Kamis, 12 November 2009

Kematian di Tana Toraja

Ratusan juta dikeluarkan sebuah keluarga untuk dapat menggelar prosesi upacara kematian

Tana Toraja terletak di wilayah utara provinsi Sulawesi Selatan. Untuk mencapai kabupaten yng terletak di pegunungan berpemandangan alam yang indah ini, dibutuhkan waktu delapan jam perjalanan darat dari kota Makasar.

Memasuki ibu kota kabupaten Tana Toraja, deretan tongkonan atau rumah adat Toraja, segara menyambut. Nyaris tak terdapat mobil dan rumah mewah disana.
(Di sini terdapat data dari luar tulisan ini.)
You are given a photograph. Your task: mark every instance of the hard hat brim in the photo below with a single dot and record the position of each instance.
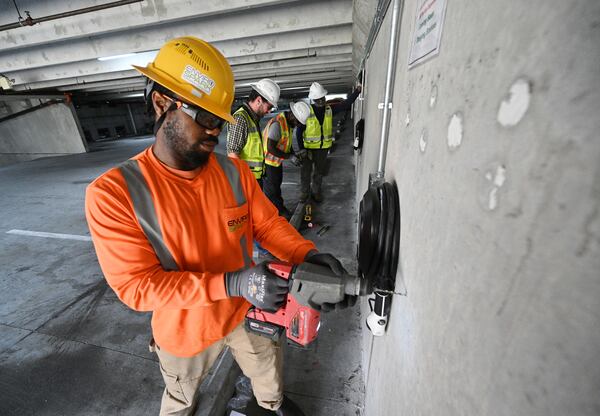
(172, 85)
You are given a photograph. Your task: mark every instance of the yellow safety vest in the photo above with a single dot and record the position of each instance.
(284, 144)
(313, 131)
(252, 153)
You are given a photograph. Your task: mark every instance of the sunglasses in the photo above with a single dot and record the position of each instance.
(269, 105)
(199, 115)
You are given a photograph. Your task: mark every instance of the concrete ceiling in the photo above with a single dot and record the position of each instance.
(292, 42)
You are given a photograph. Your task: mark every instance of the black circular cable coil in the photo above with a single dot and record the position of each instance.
(379, 235)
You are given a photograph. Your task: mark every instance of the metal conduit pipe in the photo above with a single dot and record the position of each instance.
(389, 85)
(29, 21)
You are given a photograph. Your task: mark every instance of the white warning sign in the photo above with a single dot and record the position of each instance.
(427, 35)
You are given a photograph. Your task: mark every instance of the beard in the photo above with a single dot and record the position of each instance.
(189, 156)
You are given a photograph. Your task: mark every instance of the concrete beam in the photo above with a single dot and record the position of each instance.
(223, 30)
(133, 17)
(94, 70)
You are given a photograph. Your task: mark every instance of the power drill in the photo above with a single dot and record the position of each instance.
(310, 286)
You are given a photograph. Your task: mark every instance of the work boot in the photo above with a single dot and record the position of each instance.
(289, 408)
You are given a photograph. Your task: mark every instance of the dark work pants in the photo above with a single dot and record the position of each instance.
(272, 186)
(318, 157)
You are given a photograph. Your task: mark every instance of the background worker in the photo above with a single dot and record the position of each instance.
(317, 139)
(244, 140)
(277, 137)
(173, 226)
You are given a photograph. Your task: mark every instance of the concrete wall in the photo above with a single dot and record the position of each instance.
(48, 131)
(500, 196)
(114, 120)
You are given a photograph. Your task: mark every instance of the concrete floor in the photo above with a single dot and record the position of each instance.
(68, 346)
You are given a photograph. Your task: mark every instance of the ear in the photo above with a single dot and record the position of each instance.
(160, 104)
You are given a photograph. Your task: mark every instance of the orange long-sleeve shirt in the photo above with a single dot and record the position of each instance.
(190, 307)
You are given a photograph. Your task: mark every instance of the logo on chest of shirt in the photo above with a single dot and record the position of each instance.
(237, 223)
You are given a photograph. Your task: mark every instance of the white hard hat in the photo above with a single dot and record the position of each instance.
(301, 111)
(316, 91)
(268, 89)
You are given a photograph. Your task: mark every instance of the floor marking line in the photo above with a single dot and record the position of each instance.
(50, 235)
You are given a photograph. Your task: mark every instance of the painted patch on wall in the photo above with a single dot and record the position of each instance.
(513, 108)
(423, 140)
(455, 131)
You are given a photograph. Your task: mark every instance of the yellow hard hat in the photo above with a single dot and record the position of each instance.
(197, 72)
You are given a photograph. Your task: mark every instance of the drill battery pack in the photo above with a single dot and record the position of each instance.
(266, 329)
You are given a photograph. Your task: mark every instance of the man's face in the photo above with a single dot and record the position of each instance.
(264, 107)
(190, 143)
(292, 120)
(320, 102)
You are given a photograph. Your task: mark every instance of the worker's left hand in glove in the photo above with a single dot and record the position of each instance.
(258, 285)
(328, 260)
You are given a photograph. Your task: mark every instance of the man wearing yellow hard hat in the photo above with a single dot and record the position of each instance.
(244, 140)
(173, 230)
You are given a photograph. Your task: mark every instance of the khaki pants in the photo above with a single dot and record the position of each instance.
(259, 358)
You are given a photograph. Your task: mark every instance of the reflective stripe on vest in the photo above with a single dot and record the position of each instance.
(284, 144)
(314, 137)
(145, 212)
(252, 153)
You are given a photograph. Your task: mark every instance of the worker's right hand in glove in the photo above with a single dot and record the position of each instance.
(328, 260)
(348, 302)
(258, 285)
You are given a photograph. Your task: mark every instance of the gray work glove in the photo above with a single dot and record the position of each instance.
(258, 285)
(328, 260)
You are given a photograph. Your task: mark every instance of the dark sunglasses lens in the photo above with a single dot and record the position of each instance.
(209, 120)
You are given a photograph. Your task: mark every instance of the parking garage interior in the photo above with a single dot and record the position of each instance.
(483, 116)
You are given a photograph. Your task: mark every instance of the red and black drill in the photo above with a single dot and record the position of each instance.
(310, 286)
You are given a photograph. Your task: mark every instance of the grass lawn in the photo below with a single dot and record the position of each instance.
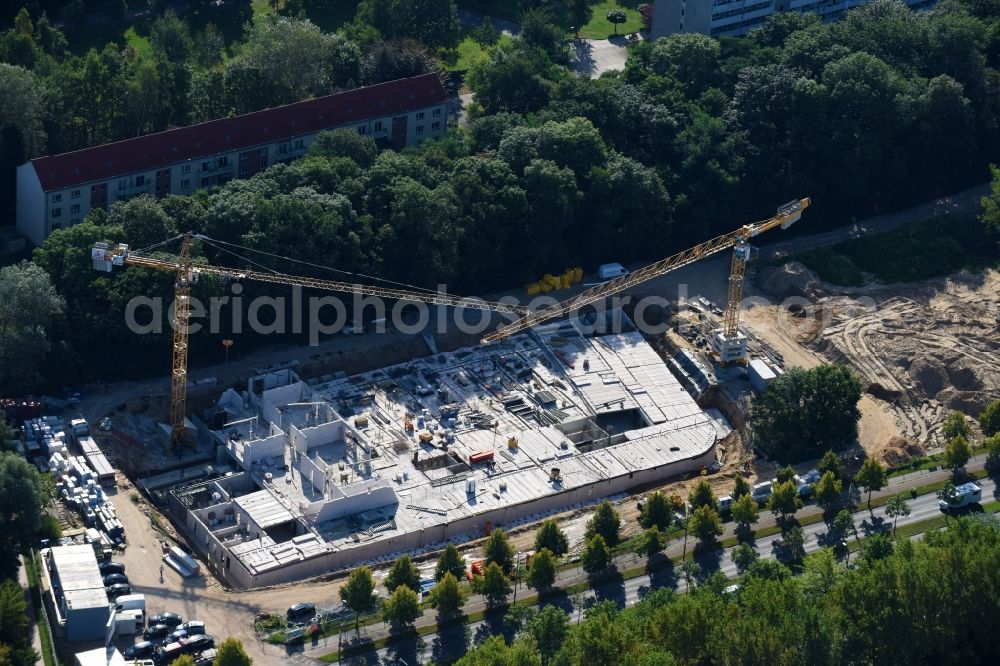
(916, 251)
(599, 27)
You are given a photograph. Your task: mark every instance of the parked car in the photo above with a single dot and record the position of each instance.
(193, 627)
(115, 579)
(141, 650)
(169, 619)
(197, 644)
(118, 590)
(111, 567)
(301, 611)
(155, 631)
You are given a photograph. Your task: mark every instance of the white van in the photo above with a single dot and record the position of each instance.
(610, 271)
(131, 602)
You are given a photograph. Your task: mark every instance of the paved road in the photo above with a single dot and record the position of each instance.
(430, 647)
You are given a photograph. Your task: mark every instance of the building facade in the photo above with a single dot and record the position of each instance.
(58, 191)
(733, 18)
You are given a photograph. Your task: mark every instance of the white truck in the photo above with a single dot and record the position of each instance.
(610, 271)
(965, 495)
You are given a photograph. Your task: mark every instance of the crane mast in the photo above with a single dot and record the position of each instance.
(106, 257)
(784, 217)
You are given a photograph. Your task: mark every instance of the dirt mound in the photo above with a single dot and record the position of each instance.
(876, 390)
(791, 279)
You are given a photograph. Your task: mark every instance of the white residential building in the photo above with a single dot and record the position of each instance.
(58, 191)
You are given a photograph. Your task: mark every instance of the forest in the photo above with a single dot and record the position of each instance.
(932, 601)
(696, 136)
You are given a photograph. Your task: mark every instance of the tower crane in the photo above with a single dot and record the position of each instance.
(105, 257)
(728, 342)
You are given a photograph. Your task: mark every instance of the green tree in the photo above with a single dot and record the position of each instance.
(830, 462)
(745, 514)
(705, 525)
(989, 419)
(450, 562)
(595, 556)
(992, 445)
(231, 653)
(548, 627)
(605, 522)
(744, 555)
(616, 16)
(803, 412)
(403, 572)
(447, 596)
(497, 549)
(542, 572)
(402, 607)
(784, 500)
(345, 143)
(21, 499)
(957, 453)
(493, 585)
(990, 214)
(827, 490)
(896, 507)
(954, 425)
(550, 536)
(702, 495)
(650, 543)
(657, 512)
(30, 305)
(871, 477)
(357, 592)
(742, 487)
(784, 474)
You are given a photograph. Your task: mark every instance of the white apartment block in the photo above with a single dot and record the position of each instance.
(58, 191)
(733, 18)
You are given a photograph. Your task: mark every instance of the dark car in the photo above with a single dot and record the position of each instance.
(117, 590)
(142, 650)
(169, 619)
(115, 579)
(300, 611)
(197, 644)
(155, 631)
(193, 627)
(111, 567)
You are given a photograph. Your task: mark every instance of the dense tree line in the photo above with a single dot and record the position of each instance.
(928, 602)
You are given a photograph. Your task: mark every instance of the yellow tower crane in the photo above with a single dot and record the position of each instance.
(729, 343)
(106, 257)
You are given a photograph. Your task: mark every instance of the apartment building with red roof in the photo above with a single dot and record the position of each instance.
(58, 191)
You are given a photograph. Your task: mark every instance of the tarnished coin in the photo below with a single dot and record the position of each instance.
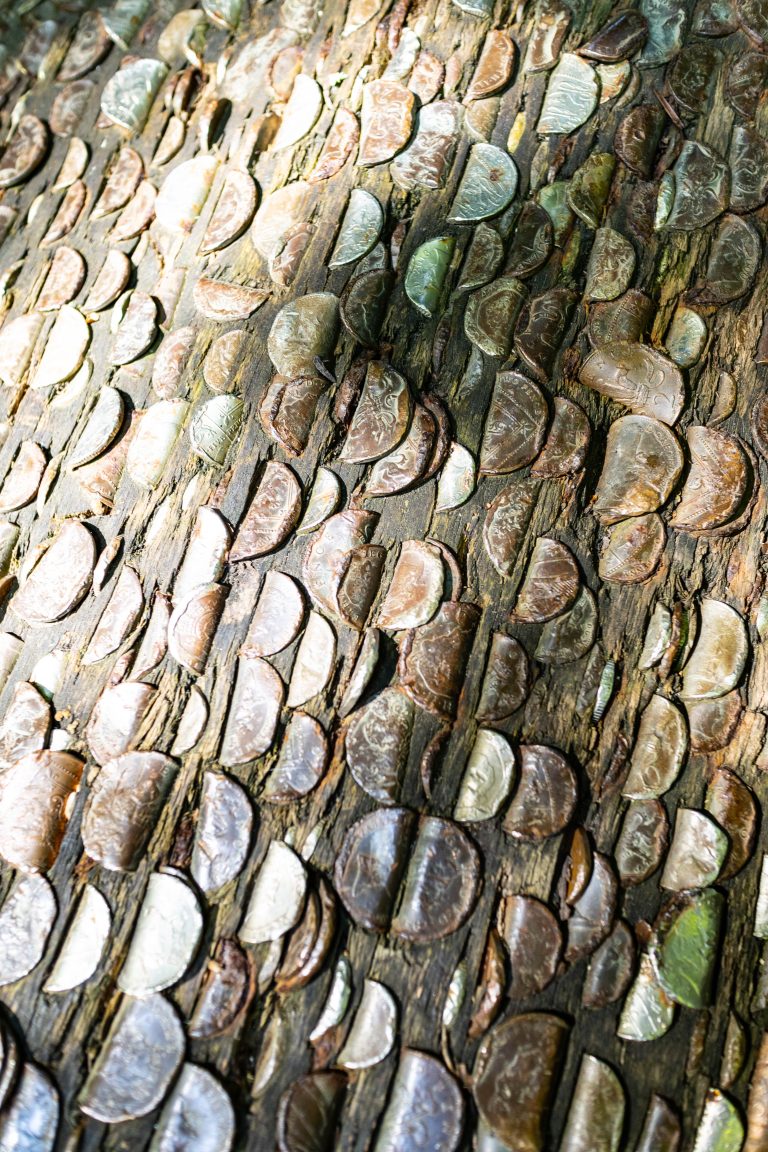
(24, 152)
(137, 1062)
(425, 1108)
(386, 121)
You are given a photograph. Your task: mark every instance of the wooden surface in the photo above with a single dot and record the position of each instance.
(65, 1032)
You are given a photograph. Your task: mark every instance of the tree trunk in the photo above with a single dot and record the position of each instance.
(587, 707)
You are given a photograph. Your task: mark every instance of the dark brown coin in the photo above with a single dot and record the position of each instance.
(24, 152)
(377, 743)
(638, 137)
(272, 515)
(226, 992)
(302, 762)
(734, 260)
(617, 39)
(494, 68)
(425, 1109)
(701, 187)
(433, 658)
(532, 241)
(754, 20)
(749, 163)
(515, 1078)
(661, 1128)
(386, 121)
(122, 808)
(550, 584)
(541, 328)
(363, 304)
(546, 794)
(88, 48)
(643, 841)
(714, 722)
(36, 794)
(534, 944)
(381, 418)
(327, 558)
(441, 883)
(565, 447)
(734, 805)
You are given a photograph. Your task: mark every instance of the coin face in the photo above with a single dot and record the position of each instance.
(382, 412)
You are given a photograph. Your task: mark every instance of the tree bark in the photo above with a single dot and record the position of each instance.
(65, 1032)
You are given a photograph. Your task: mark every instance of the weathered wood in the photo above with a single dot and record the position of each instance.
(65, 1032)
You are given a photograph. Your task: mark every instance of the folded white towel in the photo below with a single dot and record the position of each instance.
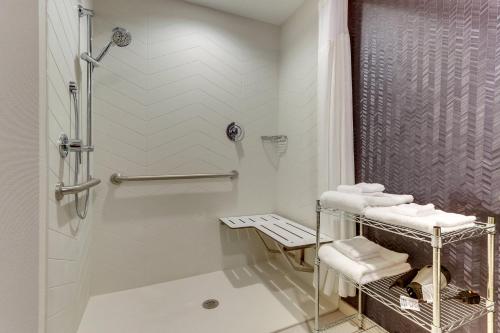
(387, 272)
(447, 221)
(387, 199)
(362, 188)
(349, 202)
(364, 271)
(356, 203)
(414, 209)
(357, 248)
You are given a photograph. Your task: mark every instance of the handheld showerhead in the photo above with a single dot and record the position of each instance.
(120, 37)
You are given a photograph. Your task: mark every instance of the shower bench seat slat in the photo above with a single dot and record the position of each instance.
(291, 235)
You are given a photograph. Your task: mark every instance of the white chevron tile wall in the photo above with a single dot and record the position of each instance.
(68, 236)
(296, 189)
(161, 106)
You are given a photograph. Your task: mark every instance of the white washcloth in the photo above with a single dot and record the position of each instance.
(364, 271)
(362, 188)
(356, 203)
(357, 248)
(447, 221)
(414, 209)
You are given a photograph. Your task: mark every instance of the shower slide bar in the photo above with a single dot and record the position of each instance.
(117, 178)
(62, 190)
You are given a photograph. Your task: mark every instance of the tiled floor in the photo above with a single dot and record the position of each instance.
(253, 299)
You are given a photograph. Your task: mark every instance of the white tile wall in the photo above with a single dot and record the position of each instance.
(162, 105)
(68, 236)
(296, 180)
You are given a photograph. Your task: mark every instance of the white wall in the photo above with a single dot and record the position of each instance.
(19, 165)
(68, 236)
(162, 105)
(297, 174)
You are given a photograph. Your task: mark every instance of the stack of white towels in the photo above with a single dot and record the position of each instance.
(356, 198)
(362, 260)
(398, 209)
(420, 217)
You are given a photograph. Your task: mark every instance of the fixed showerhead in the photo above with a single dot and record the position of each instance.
(121, 37)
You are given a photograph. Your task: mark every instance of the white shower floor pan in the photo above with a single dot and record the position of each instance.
(253, 299)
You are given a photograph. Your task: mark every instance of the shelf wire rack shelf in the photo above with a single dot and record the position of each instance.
(445, 314)
(480, 229)
(454, 313)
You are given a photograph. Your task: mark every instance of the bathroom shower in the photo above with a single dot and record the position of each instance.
(120, 37)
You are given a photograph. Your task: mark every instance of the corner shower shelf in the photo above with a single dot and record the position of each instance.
(291, 235)
(445, 315)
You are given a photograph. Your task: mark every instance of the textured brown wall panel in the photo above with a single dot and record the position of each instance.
(427, 117)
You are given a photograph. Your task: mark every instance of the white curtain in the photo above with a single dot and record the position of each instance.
(335, 124)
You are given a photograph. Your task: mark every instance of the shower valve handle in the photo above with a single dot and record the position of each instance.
(67, 145)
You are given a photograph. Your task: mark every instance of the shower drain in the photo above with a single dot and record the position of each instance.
(210, 304)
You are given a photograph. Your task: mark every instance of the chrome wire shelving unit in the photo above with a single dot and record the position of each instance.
(443, 315)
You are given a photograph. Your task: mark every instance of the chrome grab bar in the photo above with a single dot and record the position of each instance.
(117, 178)
(62, 190)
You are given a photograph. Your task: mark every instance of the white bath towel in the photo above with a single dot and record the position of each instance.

Simbol dan status masyarakat Toraja memang tidak di tunjukan oleh benda – benda modern, melainkan oleh jumlah tongkonan yang mereka miliki. Sebuah keluarga juga dianggap kaya kalau dapat membagun 12 lumbung padi di depan halaman rumah, yang dibuat mirip tongkonan, dengan bentuk lebih kecil.

Simbol kekayaan lain adalah kerbau (tedong). Hewan ini tidak hanya sebagai merupakan simbol matrealistis., tetapi juga mempunyai makna penting dalam upacara kematian masyarakat Toraja yang masih memegang kepercayaan Aluk To Dolo. Kerbaulah yang membawa arwah dalam upacara kematian atau Rambu Solo ketempat peristirahatan terakhir. Dalam upacara Rambu Solo yang cukup besar, tedong yang di korbankan dapat mencapai 60 ekor.

Harga tedong bervariasi, tergantung dari panjang tanduk, warna, ukuran tubuh, serta jenisnya. Tedong yang berwana abu-abu seperti lazimnya kerbau, Rp20 juta per ekor, sedang yang telah di kebriri mencapai Rp30-40 juta per ekor. Untuk tedong albino, per ekor Rp50 juta, sedangakan tedong bonga (berkulit belang hitam dan putih) bisa melebihi Rp100 juta.

Tentunya biaya kematian di Tana Toraja ini cukup tinggi. Misalkan upacara untuk kematian bangsawan menengah, setidaknya perlu biayha sebesar Rp300 juta. Dana yang di gunakan untuka membangun makam di tengah tebing serta memotong babi dan tedong itu di tanggung oleh anak-anak almarhum. Tak heran bila pelaksanaan Rambu Solo kerap di tunda berthun-tahun lamanya, menunggu sampai uang terkumpul agar apaat digelar Rambu Solo yang sempurna.

Tana Toraja memang banyak menyimpan kaindahan, tak hanya dari alamnya semata, melainkan juga juga tradisi yang sampai saat ini tetap terjaga kelestariannya.